This week is about some D&D odds and ends. The first is a big one: Supplement II: Blackmoor. It’s the third D&D product (after the box set and Gygax’s Greyhawk) and an extremely important one. Though Arneson’s name is on it (and his world of Blackmoor was the original D&D campaign setting), there is some debate over who wrote the bulk of this book, but whoever typed the words, the constituent ideas feel very different from what we’d consider the core of D&D, and thus are likely firmly from Arneson’s Twin Cities group.

There’s a hit location system that is never again revisited. The monk and the assassin are introduced here as are a host of water-based monsters, including the classic sahuagin, morkoth and Ixitxachitl.

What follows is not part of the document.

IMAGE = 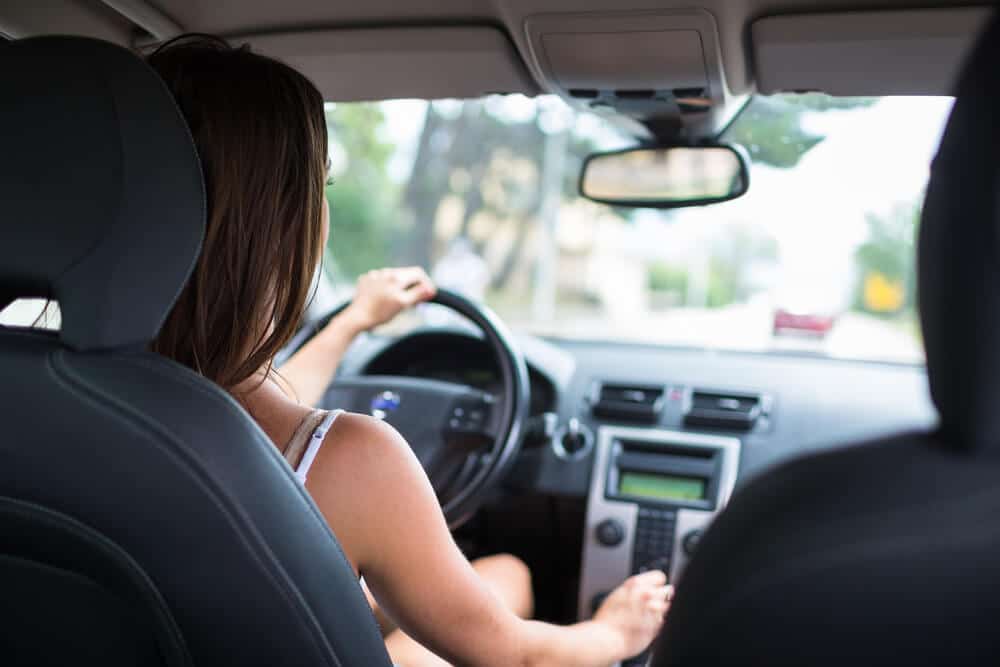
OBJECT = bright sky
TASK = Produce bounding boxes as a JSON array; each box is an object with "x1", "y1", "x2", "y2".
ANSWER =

The main attraction, though, is the very first D&D adventure, The Temple of the Frog. Detailed over 20 pages, it is the first serious look players got at what a D&D adventure could be. It doesn’t really line up with our modern conception of the game — there is a mass combat component, for instance, and a good dose of science fiction (the proportion of science fantasy here reminds me more of Arduin than Barrier Peaks). In a truly bizarre oversight (again, reminding me of Arduin), there are no attributes provided for the frog people who live at the center of the temple.
Most interesting of all, though, is how clearly you can see the path not taken when reading through this book. There’s a whole parallel universe of RPGs in this book.